This is a brilliant blog post.

What happens if you write to the address listed in the GPL?

https://code.mendhak.com/gpl-v2-address-letter/

I wrote to the address in the GPLv2 license notice and received the GPLv3 license

I was curious about the 51 Franklin Street address in the GPLv2 license notice so I wrote to them as they said

@Edent ha! never thought of that :)

@Edent I particularly like the admission of not having used a pen in years

My handwriting was always sub-par, but I've noticed that I'm less alone in that these days! Luckily for me if I'm writing by hand it's usually notes for myself, so I've actually developed a writing system that only I can read. It's called "shit squiggles"

@Edent gives me flashbacks to a time I had to (while helping my dad fix a printer issue) dial long distance from Canada to California into some BBS-like system to get updated drivers because the internet basically didn’t exist yet or HP didn’t have drivers up at the time. Luckily it worked and didn’t cost too much. It all seems like a dream now.
@Edent "As a postal introvert, I will now need a long period of rest to recoup." - incredible, i love the candor
@Edent Getting the v3 was a bug. The person requesting would have no way of knowing which version they needed. The software in question was obviously published under the v2 license, which has different clauses. That's the one that should have been received I think.
@Edent How is GPLv3 different?
And why did you get it in the mail?
If I want to get it, do I have to follow the same procedure?
Can't I just copy and paste?
@universish I didn't write the blog post. Please address your queries to the author.
@universish @Edent
GPL v3 is different from v2 several ways. It covers some additional situations that weren't anticipated in the original version, which makes it more technical. It also defines a lot of the terms whose definitions were assumed in v2, which makes it longer and more legalistic. Some developers, Linus Torvalds being the most obvious example, don't like v3 and have stuck with v2.
@Edent I've had multiple opportunities to delve into the worlds of international postage and shipping. And writing by hand with a pen!
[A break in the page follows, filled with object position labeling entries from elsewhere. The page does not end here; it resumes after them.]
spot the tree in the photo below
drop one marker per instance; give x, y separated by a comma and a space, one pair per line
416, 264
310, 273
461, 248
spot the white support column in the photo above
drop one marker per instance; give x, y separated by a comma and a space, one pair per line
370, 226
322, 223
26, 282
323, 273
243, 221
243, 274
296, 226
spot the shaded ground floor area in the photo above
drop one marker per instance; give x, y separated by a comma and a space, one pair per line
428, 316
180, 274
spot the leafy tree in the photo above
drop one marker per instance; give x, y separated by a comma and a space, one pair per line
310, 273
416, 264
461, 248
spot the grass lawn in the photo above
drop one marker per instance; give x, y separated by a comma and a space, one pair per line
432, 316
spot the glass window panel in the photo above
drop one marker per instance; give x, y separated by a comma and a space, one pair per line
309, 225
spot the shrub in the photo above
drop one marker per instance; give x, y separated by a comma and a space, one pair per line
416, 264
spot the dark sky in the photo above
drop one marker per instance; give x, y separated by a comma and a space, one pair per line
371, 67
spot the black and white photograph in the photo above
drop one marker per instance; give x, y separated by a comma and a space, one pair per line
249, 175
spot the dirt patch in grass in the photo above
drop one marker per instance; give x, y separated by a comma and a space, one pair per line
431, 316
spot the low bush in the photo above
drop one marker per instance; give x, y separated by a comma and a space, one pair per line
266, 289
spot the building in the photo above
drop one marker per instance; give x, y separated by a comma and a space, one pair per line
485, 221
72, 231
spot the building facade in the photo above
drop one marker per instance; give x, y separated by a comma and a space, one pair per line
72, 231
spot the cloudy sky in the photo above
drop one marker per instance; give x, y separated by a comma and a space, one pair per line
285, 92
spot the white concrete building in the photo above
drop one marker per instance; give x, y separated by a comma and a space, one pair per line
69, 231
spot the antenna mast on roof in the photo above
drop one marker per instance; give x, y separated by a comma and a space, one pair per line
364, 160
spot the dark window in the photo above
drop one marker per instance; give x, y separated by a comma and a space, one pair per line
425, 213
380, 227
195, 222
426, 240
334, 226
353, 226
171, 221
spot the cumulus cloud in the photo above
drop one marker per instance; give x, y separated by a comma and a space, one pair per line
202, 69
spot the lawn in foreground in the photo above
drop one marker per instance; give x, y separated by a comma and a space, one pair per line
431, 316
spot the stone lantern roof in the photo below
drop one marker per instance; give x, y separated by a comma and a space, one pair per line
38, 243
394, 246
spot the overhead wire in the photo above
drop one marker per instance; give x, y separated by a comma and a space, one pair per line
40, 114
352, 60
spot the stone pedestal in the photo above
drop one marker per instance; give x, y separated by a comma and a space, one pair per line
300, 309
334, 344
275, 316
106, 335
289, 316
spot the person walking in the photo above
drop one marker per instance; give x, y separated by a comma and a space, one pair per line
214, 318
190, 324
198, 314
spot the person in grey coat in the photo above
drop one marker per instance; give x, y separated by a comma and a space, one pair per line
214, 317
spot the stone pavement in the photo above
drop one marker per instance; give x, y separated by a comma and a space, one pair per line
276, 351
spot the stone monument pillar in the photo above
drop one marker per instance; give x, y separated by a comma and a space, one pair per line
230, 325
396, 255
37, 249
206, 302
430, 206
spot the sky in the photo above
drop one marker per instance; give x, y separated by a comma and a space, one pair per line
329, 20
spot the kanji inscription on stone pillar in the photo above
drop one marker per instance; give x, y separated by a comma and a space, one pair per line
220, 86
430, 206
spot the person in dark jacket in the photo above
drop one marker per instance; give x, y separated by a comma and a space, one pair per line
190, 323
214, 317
That was an enjoyable and familiar explanation.

@Edent I strongly suspect that mailing the GPLv3, rather than v2, was deliberate.

Official FSF policy is that the GPLv2 should no longer be used, and since the original code probably has an "or later" clause (although they didn't verify this!) that the GPLv3 was "a license" that applied to the code, even though (a) it wasn't the original license and (b) it was more restrictive than the original license.

Just some ideological purity bullshit to try to coerce the correspondent into using their preferred license.